Friday, 04 September 2015 02:37
TORONTO: The Canadian dollar strengthened against most of its key counterparts, including the US dollar, on Thursday, supported by firmer oil prices and a smaller-than-expected July trade deficit in Canada.
Canada’s export sector posted healthy growth for the second month in a row in July, helping cut the country’s trade deficit to an eight-month low of C$ 593 million. This was significantly less than the C$ 1.30 billion economists had forecast.
Meanwhile, volatile crude prices rose alongside equity gains on Wall Street but pulled back ahead of Friday’s employment report.
Benjamin Reitzes, senior economist and foreign exchange strategist at BMO Capital Markets, said the loonie did not react much initially to the trade data, and instead rallied when oil prices begin rising.
“Oil’s backed off, and the Canadian dollar has backed off a little bit as well. It’s maintained a little bit of those gains though, maybe on the back of that better data for Canada,” said Reitzes.
Following the data, markets were pricing in a lower probability the Bank of Canada would cut interest rates by 25 basis points for a third time this year at its next meeting in September.

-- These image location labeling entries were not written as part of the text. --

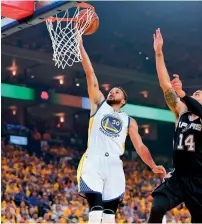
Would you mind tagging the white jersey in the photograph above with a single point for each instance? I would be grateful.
(107, 130)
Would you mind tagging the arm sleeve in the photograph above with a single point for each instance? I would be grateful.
(193, 105)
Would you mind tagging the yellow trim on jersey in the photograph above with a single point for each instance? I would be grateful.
(91, 121)
(79, 170)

The Canadian dollar finished at C$ 1.3194 to the greenback, or 75.79 US cents, stronger than the Bank of Canada’s official close of C$ 1.3271, or 75.35 US cents on Wednesday.
The loonie traded between C$ 1.3135 and C$ 1.3289 during the session.

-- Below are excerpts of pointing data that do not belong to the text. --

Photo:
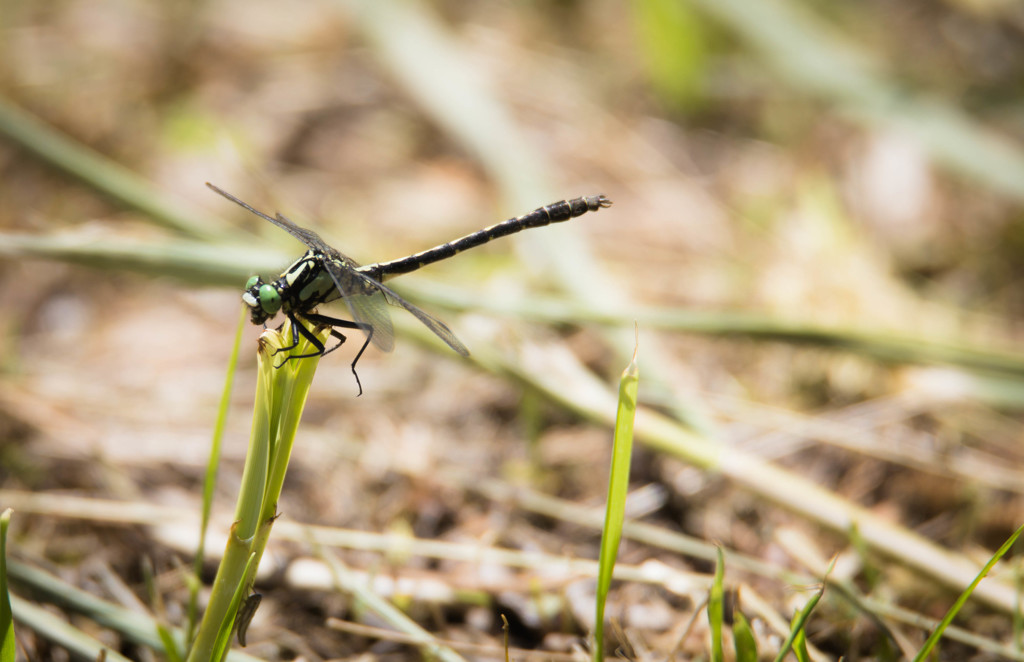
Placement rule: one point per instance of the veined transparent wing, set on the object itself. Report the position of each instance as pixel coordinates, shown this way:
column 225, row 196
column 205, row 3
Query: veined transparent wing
column 363, row 296
column 439, row 328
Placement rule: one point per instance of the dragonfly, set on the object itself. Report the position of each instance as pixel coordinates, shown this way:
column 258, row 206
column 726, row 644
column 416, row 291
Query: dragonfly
column 324, row 274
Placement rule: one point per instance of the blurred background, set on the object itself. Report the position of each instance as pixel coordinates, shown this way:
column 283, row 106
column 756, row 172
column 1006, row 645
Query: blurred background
column 816, row 230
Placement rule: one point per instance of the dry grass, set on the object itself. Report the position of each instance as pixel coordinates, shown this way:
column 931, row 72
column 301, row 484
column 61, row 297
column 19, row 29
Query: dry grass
column 468, row 490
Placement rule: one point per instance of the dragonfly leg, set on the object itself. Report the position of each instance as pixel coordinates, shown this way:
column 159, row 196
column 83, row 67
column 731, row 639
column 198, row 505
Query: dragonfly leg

“There’s still a lot of headwinds for the loonie though … but for now, it looks like the bank will likely be on hold,” said Reitzes, adding that an eventual rate cut by the central bank has not been ruled out yet due to the volatile price of oil.

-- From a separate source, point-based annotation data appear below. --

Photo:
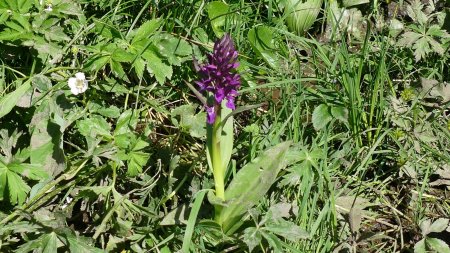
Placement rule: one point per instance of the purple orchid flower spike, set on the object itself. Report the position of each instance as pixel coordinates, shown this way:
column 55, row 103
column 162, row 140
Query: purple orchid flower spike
column 218, row 76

Market participants are now awaiting US and Canadian jobs data for August, due at 8:30 a.m. EDT on Friday. The labor market figures will be among the final pieces of economic data released ahead of the Federal Reserve and Bank of Canada’s next rate decision this month.
Canadian government bond prices were mostly lower across the maturity curve, with longer term bond prices falling. The two-year price slipped 3.5 Canadian cent to yield 0.434 percent and the benchmark 10-year rose 8 Canadian cent to yield 1.463 percent.
The Canada-US two-year bond spread narrowed to -26.6 basis points, while the 10-year spread narrowed to -69.9 basis points.